Uno de los sectores editoriales que más ha crecido es el de la literatura juvenil, base de la mayoría de planes escolares de lectura. En el siguiente artículo se presenta una reflexión sobre este tipo de novelas y damos algunas claves para identificar aquellas más adecuadas para la lectura conjunta de docentes y estudiantes.
Juan Carlos Suárez Revollar
Ciertos códigos destacan en las novelas juveniles. Pese a estar también presentes en las adultas, son característicos en las primeras y solo opcionales en las segundas. Suelen privilegiar la aventura, la facilidad de lectura, la trepidación de imágenes y, claro, un lenguaje sencillo, sin piruetas idiomáticas o lingüísticas. Tópicos recurrentes son la fantasía, los conflictos de maduración, la oposición entre el mundo infantil y el adulto, o los avatares del amor y la amistad.
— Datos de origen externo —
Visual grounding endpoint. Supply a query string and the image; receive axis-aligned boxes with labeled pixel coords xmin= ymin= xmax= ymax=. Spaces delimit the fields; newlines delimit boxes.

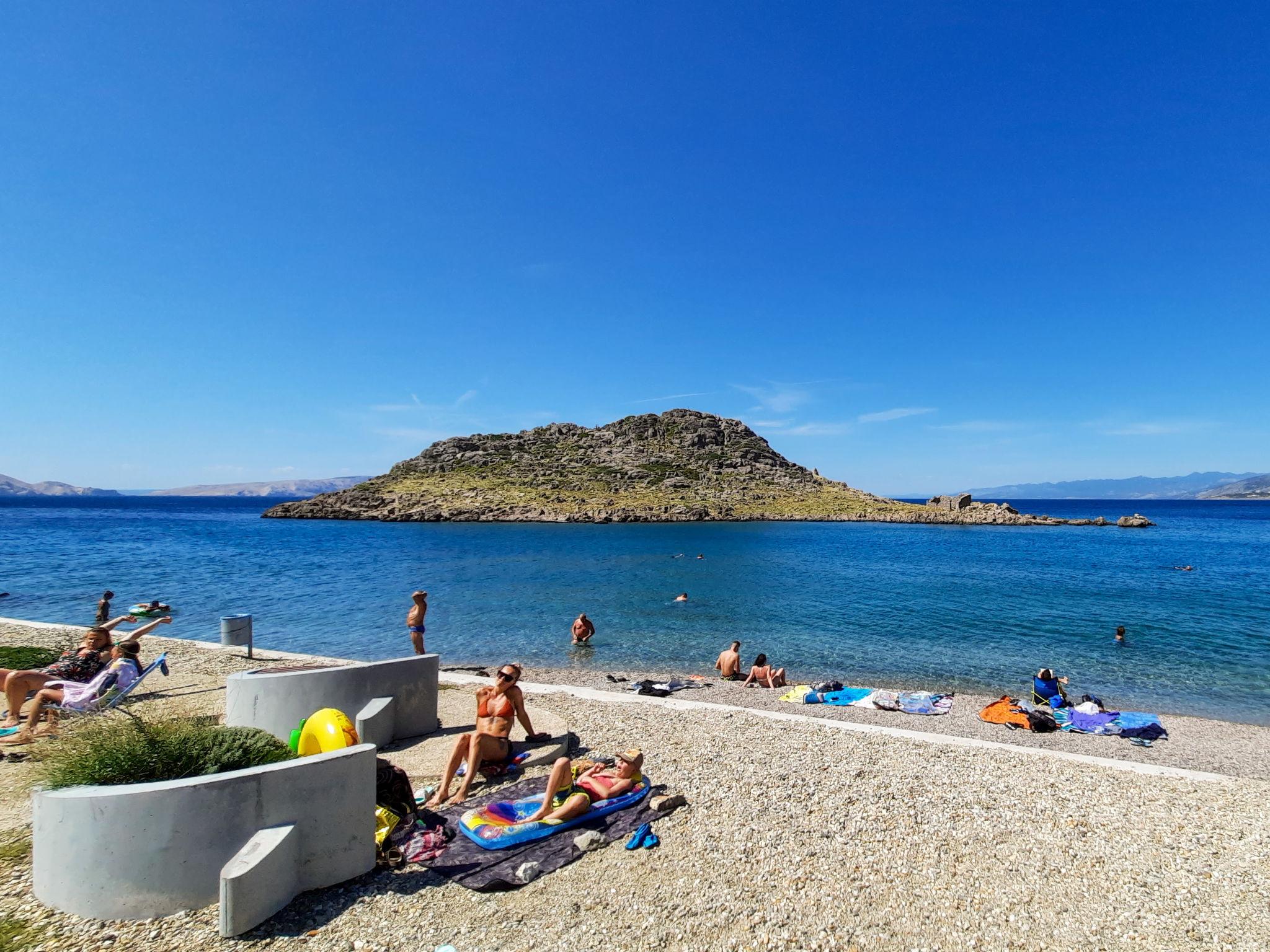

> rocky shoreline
xmin=263 ymin=410 xmax=1152 ymax=528
xmin=0 ymin=624 xmax=1270 ymax=952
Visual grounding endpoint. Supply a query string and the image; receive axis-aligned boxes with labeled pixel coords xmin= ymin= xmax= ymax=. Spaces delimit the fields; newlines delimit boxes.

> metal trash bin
xmin=221 ymin=614 xmax=252 ymax=658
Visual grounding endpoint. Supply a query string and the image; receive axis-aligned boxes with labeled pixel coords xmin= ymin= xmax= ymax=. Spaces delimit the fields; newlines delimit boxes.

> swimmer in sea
xmin=573 ymin=612 xmax=596 ymax=645
xmin=405 ymin=591 xmax=428 ymax=655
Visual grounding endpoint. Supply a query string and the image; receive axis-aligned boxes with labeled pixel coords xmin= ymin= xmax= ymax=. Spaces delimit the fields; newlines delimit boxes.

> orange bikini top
xmin=476 ymin=694 xmax=515 ymax=717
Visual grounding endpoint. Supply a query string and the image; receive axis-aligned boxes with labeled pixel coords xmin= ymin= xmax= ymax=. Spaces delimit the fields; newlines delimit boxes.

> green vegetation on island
xmin=264 ymin=410 xmax=1122 ymax=526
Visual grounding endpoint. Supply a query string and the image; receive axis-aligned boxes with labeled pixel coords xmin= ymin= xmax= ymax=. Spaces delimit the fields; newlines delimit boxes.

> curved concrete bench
xmin=32 ymin=744 xmax=375 ymax=935
xmin=224 ymin=655 xmax=440 ymax=746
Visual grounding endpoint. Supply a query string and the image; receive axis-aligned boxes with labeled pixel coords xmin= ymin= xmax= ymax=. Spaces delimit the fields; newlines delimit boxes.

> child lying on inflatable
xmin=525 ymin=747 xmax=644 ymax=822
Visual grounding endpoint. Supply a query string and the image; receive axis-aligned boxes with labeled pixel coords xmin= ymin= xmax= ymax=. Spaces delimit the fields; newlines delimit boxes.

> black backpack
xmin=1028 ymin=711 xmax=1058 ymax=734
xmin=375 ymin=757 xmax=415 ymax=820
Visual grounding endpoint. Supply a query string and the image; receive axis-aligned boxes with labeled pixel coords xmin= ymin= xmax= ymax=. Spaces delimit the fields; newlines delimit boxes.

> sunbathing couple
xmin=715 ymin=641 xmax=786 ymax=688
xmin=0 ymin=614 xmax=171 ymax=744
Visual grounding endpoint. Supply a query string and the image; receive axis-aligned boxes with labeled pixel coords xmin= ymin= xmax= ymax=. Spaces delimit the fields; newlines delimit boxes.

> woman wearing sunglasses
xmin=427 ymin=664 xmax=550 ymax=808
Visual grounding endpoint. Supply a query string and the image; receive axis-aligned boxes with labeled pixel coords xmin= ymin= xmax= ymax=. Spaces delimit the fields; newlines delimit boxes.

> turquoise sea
xmin=0 ymin=498 xmax=1270 ymax=723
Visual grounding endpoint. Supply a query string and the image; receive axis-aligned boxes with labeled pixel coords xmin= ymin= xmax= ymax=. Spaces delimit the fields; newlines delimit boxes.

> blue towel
xmin=1115 ymin=711 xmax=1163 ymax=728
xmin=802 ymin=688 xmax=876 ymax=707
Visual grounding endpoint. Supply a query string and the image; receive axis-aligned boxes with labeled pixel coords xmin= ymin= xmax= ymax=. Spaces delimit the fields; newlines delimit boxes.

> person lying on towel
xmin=526 ymin=747 xmax=644 ymax=822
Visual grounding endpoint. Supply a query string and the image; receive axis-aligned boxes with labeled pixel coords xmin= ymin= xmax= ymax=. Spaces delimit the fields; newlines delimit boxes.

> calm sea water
xmin=0 ymin=498 xmax=1270 ymax=723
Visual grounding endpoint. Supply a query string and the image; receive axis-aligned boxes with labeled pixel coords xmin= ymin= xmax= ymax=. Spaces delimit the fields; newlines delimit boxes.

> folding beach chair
xmin=45 ymin=651 xmax=167 ymax=715
xmin=1032 ymin=668 xmax=1067 ymax=707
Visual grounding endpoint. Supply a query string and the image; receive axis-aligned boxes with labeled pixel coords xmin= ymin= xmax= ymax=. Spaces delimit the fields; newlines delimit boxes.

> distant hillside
xmin=967 ymin=472 xmax=1258 ymax=499
xmin=150 ymin=476 xmax=371 ymax=499
xmin=1199 ymin=472 xmax=1270 ymax=499
xmin=264 ymin=410 xmax=1150 ymax=526
xmin=0 ymin=474 xmax=120 ymax=496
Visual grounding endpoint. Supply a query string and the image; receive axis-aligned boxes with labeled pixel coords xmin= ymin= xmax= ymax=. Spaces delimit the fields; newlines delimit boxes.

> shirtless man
xmin=425 ymin=664 xmax=550 ymax=808
xmin=573 ymin=612 xmax=596 ymax=645
xmin=405 ymin=591 xmax=428 ymax=655
xmin=93 ymin=589 xmax=114 ymax=625
xmin=715 ymin=641 xmax=740 ymax=681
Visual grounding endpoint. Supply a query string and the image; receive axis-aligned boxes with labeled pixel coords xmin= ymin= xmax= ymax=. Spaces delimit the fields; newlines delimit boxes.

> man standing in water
xmin=573 ymin=612 xmax=596 ymax=645
xmin=715 ymin=641 xmax=740 ymax=681
xmin=405 ymin=591 xmax=428 ymax=655
xmin=94 ymin=589 xmax=114 ymax=625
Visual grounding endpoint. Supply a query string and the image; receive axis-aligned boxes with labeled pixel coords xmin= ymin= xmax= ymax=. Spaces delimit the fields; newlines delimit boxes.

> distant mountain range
xmin=0 ymin=474 xmax=121 ymax=496
xmin=148 ymin=476 xmax=371 ymax=499
xmin=0 ymin=474 xmax=370 ymax=499
xmin=1199 ymin=472 xmax=1270 ymax=499
xmin=967 ymin=472 xmax=1270 ymax=499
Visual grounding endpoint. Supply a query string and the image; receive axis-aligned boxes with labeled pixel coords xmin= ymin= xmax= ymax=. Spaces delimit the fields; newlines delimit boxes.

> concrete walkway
xmin=440 ymin=671 xmax=1237 ymax=783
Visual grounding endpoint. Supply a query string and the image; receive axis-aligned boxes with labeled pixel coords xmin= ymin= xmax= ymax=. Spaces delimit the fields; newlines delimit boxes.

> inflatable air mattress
xmin=458 ymin=777 xmax=651 ymax=849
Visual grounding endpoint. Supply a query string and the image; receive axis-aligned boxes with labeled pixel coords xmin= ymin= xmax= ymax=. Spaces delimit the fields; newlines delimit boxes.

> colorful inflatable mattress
xmin=458 ymin=777 xmax=651 ymax=849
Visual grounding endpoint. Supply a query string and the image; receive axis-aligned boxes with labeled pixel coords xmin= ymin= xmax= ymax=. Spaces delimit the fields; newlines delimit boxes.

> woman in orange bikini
xmin=427 ymin=664 xmax=550 ymax=808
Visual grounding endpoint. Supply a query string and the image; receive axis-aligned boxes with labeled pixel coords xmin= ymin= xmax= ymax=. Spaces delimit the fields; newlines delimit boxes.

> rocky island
xmin=264 ymin=410 xmax=1150 ymax=526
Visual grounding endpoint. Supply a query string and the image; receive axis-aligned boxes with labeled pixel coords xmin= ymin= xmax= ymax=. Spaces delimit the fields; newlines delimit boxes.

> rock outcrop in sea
xmin=264 ymin=410 xmax=1153 ymax=526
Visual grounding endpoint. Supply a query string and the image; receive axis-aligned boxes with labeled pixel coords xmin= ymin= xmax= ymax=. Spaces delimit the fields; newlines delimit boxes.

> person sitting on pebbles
xmin=0 ymin=641 xmax=141 ymax=744
xmin=715 ymin=641 xmax=740 ymax=681
xmin=740 ymin=655 xmax=785 ymax=688
xmin=0 ymin=614 xmax=171 ymax=728
xmin=525 ymin=747 xmax=644 ymax=822
xmin=427 ymin=664 xmax=551 ymax=808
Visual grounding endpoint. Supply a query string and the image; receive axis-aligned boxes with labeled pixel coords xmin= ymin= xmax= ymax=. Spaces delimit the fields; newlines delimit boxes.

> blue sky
xmin=0 ymin=7 xmax=1270 ymax=494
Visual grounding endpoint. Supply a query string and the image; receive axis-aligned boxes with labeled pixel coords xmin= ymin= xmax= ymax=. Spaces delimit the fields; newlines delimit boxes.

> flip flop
xmin=626 ymin=822 xmax=653 ymax=849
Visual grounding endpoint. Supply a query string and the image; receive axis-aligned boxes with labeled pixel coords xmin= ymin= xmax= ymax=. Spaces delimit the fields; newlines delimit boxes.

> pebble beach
xmin=0 ymin=625 xmax=1270 ymax=952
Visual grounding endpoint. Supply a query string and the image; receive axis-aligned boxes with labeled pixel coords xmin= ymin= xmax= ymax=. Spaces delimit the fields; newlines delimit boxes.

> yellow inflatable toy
xmin=295 ymin=707 xmax=357 ymax=757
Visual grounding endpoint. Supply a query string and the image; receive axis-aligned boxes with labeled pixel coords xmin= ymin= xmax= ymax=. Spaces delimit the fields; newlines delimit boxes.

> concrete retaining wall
xmin=224 ymin=655 xmax=440 ymax=746
xmin=32 ymin=744 xmax=375 ymax=934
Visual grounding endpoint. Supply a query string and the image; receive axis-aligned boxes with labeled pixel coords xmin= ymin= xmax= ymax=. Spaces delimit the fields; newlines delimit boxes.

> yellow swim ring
xmin=296 ymin=707 xmax=357 ymax=757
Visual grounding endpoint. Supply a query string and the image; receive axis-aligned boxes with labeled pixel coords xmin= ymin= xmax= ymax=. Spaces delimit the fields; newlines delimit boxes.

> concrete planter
xmin=32 ymin=744 xmax=375 ymax=935
xmin=224 ymin=655 xmax=440 ymax=746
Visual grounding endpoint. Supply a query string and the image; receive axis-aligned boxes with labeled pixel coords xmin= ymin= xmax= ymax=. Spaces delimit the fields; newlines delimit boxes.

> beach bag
xmin=375 ymin=757 xmax=415 ymax=818
xmin=1028 ymin=711 xmax=1058 ymax=734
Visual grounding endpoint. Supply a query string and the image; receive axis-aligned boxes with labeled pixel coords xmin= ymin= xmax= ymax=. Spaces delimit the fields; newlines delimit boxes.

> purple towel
xmin=1070 ymin=708 xmax=1120 ymax=734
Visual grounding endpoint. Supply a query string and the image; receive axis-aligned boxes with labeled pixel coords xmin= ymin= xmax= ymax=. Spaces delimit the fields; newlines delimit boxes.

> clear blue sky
xmin=0 ymin=7 xmax=1270 ymax=493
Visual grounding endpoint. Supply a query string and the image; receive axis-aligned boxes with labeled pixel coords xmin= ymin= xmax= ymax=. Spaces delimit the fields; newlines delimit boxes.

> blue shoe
xmin=626 ymin=822 xmax=653 ymax=849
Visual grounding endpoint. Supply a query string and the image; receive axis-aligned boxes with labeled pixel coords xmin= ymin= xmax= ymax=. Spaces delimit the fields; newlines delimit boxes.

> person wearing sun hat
xmin=526 ymin=747 xmax=644 ymax=822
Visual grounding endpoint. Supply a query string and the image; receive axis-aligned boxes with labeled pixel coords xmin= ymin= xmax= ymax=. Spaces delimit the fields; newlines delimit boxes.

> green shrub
xmin=0 ymin=645 xmax=62 ymax=671
xmin=39 ymin=715 xmax=295 ymax=790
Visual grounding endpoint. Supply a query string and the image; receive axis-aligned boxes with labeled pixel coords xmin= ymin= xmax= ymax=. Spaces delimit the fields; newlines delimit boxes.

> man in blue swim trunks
xmin=405 ymin=591 xmax=428 ymax=655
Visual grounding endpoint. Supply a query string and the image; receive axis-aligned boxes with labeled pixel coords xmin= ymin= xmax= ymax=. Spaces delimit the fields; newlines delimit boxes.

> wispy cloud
xmin=375 ymin=426 xmax=453 ymax=443
xmin=732 ymin=382 xmax=812 ymax=414
xmin=930 ymin=420 xmax=1023 ymax=433
xmin=1085 ymin=418 xmax=1218 ymax=437
xmin=856 ymin=406 xmax=935 ymax=423
xmin=750 ymin=420 xmax=851 ymax=437
xmin=784 ymin=421 xmax=851 ymax=437
xmin=749 ymin=420 xmax=794 ymax=430
xmin=630 ymin=391 xmax=711 ymax=403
Y aunque también lo son en la novela clásica no juvenil, la diferencia está en su escritura más empática con el lector adolescente.
La novela juvenil opta habitualmente por personajes jóvenes, de edades afines a las del lector. Se asegura así que coincidan sus sentimientos, creencias, preocupaciones y modos de pensar. A menudo es más cercana a la acción que a la reflexión. Por eso durante siglos las novelas de aventuras —de Emilio Salgari, Julio Verne o Alejandro Dumas— fueron las favoritas de los lectores iniciáticos, quienes conforme avanzaban en su aprendizaje literario, cambiaban sus preferencias por libros más complejos, como los de Gustave Flaubert, León Tólstoi o Joseph Conrad. El paso de Dumas a Conrad requiere de varias etapas: digamos, con Oscar Wilde y Edgar Allan Poe en el intermedio. Esta calificación por niveles de dificultad no pone a uno por encima de los otros. La profundidad de cada autor obedece al desarrollo de sus propias preocupaciones estéticas y temáticas, independientemente de las premuras de sus editores, como ocurriera con Salgari.
La novela juvenil tiene un importante potencial comercial. Es la razón por la que cada vez más escritores incursionan en ella. En esa tentativa, algunos pliegan su literatura —que, no lo olvidemos, es una forma de arte— a fórmulas prefabricadas para alcanzar la aceptación de los adolescentes. Y aunque logren cierta lectoría, el producto suele estar lejos de la buena novela. ¿Quién no se ha topado con un autor que nos subestima como lectores y propone personajes repetitivos, de emociones predecibles y simplonas, que acaban en situaciones escasamente convincentes? Ese facilismo llega a plantear tramas recurrentes: un niño extraviado y su perro; un viaje inesperado; o un gran malentendido. Y van sazonadas por giros narrativos forzados: el perro ha desaparecido y el niño, en medio de su desesperanza, encuentra a un guía sobrenatural; el viaje se torna peligroso; o el malentendido quiebra las relaciones entre los personajes. Pero el desenlace —a través de coincidencias imposibles— nos lleva a una resolución feliz y al castigo del antagonista. ¿Cómo creer una realidad ficticia como esa, tan lejana de la realidad real? Se añade además una cuota de humor, a menudo innecesaria, rimbombante y de brocha gorda, asentada en golpes, caídas o bromas maliciosas, en vez de la ironía propia de la literatura de verdad. Y omite tercamente ciertos contenidos omnipresentes en la vida, que la buena literatura escamotea como simples silencios: desde la violencia y el sexo hasta la muerte o los conflictos religiosos. ¿A qué viene esa autocensura? A la creencia errónea de que un lector joven no debe tener contacto con aquellos aspectos de la condición humana que solo los adultos estaríamos en condiciones de comprender. El resultado es una novela superficial, y sus personajes, más que encarnar un simulacro de vida, son una mera representación de valores fingidos y lecciones morales artificiosas.
¿Cómo no recordar la lección de amistad e inconformismo —de aquel que nos incita a rebelarnos contra nuestro destino y superarnos como personas— de Tom Sawyer en medio de sus muchas diabluras? ¿Cómo no quedar marcados a fuego por la nobleza de espíritu del Quijote cuando se lanza a liberar a los reclusos, a quienes ha confundido con unos aldeanos en problemas? A su modo, Roald Dahl, J. K. Rowling o, con reparos, Jordi Sierra i Fabra, cultores contemporáneos de la novela juvenil, han seguido esa senda, pero con sus propias temáticas y estilos. Se trata de novelas que, por debajo de la lectura evidente, ofrecen algo más, entre líneas, solo detectable a través de la interpretación del lector alerta.
A fin de cuentas, sea juvenil o adulta, la literatura es una simulación de vida. En medio de los sueños, hace que nuestra existencia sea un poco mejor. ¿Qué otra cosa podríamos esperar de una novela?
Publicado en Muña de abril/mayo de 2016.